Abstract

Health disparities plague our healthcare system. Utilizing a novel approach, we sought to assess the effects of geographic disparities on access to lung transplantation (LT) in the United States. A total of 13 743 LT adult recipients in the United Network for Organ Sharing Database were identified between May 2005 and December 2014 with a zip code status. Geographic access was defined by global spherical distance from patient zip code centroid to transplant center. Measures analyzed included the association among socioeconomic status (SES), distance to a transplant center, and center switching behavior. Median distance traveled was 62.9 miles. There was an inverse relationship between Diez Roux SES and median distance traveled (90 versus 80.1 versus 60.5 versus 30, P < 0.001). There was no association found between 5-y survival and distance traveled (P = 0.099). However, traveling >158.7 miles was associated with worse survival (hazard ration 1.1; 95% confidence interval, 1.0-1.2; P = 0.005).
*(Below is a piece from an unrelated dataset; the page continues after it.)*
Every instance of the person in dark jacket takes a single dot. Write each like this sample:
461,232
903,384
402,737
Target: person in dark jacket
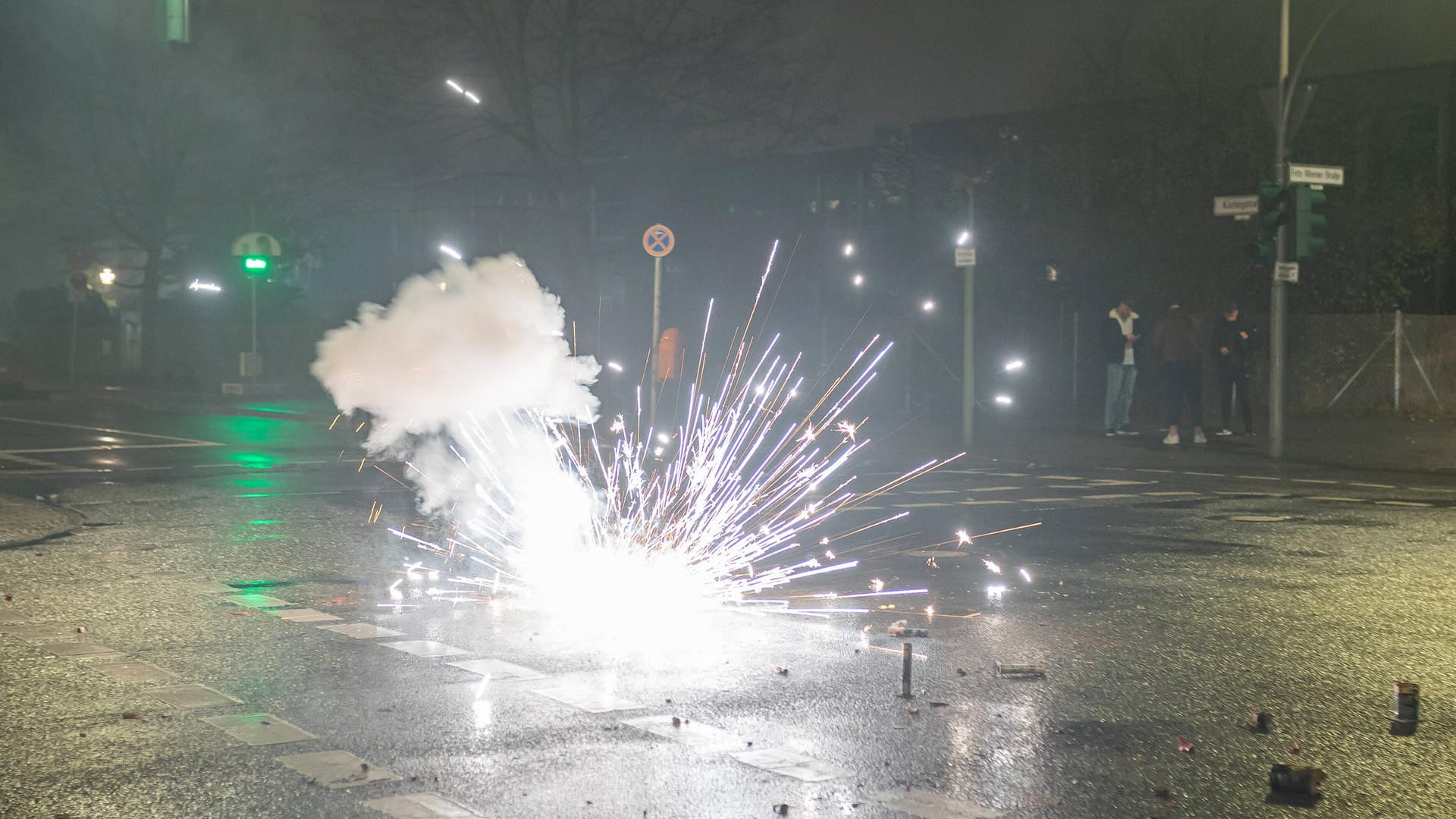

Over 80% of patients exhibiting center switching were transplanted at a high-volume center than their home institution. Those more likely to switch to a high-volume center were those with an associates/bachelor (P < 0.005) or graduate-level degree (P < 0.05). Recipients with high-volume home institutions had the lowest probability of switching to an alternative center (odds ratio, 0.009; P < 0.001). There was no difference in survival when comparing those transplanted at their home institution versus those who sought transplantation at an alternative institution (55.3% versus 55.0%, P = 0.41). Although there was no association among SES, distance traveled, and survival, access to LT services varies among populations in the United States.